Excavation started on 18th century Dutch treasure shipwreck found off Kent coast

Board and part of a gun on the Rooswijk, which sank on the Goodwin Sands in 1740
Board and part of a gun on the Rooswijk, which sank on the Goodwin Sands in 1740. (Photo: Netherlands Cultural Heritage Agency)

A team of Dutch and British maritime archaeologists are working on excavating Dutch ship the Rooswijk, which sank on the Goodwin Sands off the coast of Kent in 1740. This is the largest ever excavation of a Dutch East India Company shipwreck, BBC reports.

The Rooswijk was carrying coins and silver ingots when it sank in January 1740. The archaeologists expect that this excavation will reveal a "treasure trove" of stories about Europe's global trading history, according to the news agency. 

Last year was the first time in the over 250 years since the ship sank that the sand shifted enough to make excavation possible.

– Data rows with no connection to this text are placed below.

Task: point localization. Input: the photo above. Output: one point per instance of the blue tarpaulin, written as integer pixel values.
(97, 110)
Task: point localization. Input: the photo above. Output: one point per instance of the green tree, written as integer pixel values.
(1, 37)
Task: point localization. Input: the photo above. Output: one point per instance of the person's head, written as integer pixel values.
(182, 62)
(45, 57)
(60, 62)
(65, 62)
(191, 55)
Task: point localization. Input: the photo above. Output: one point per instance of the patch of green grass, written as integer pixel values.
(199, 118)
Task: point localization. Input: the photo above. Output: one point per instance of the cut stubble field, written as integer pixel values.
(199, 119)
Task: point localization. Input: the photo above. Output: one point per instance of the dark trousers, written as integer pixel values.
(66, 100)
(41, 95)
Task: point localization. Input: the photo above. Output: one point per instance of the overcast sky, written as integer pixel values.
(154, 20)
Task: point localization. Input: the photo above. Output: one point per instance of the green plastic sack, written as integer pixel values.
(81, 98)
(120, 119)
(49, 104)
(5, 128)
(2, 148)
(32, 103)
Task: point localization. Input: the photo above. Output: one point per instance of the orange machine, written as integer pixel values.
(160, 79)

The wreck is even more accessible at the moment.

"The Goodwin Sands has been a treacherous place for ships throughout the centuries and is now a trove for archaeologists", Martijn Manders, project leader for the Rooswijk Excavation and Maritime Heritage program manager at the Netherlands Cultural Heritage Agency, said to the BBC. "The rapidly shifting sands mean that the site is even more exposed now than it was during our initial dives to assess the condition of the Rooswijk last year. This makes the excavation urgent."

During last year's exploration, divers brought up a number of items from the ship, including a large chest, pewter jugs, ornately carved wooden knife handles and leather shoes. This time the divers will delve further into the living quarters and store rooms in the stern of the ship.

This excavation is part of the #Rooswijk1740 project, which is led and financed by the Netherlands Cultural Heritage Agency. The British heritage agency Historic England is managing the site in close contact with the Dutch government, according to the BBC. 

"Wrecks such as the Rooswijk are time capsules that offer a unique glimpse into the past and tell a story.", Alison James of Historic England said to the news agency. "We look forward to the fascinating insights and discoveries that the Rooswijk excavation will uncover this summer."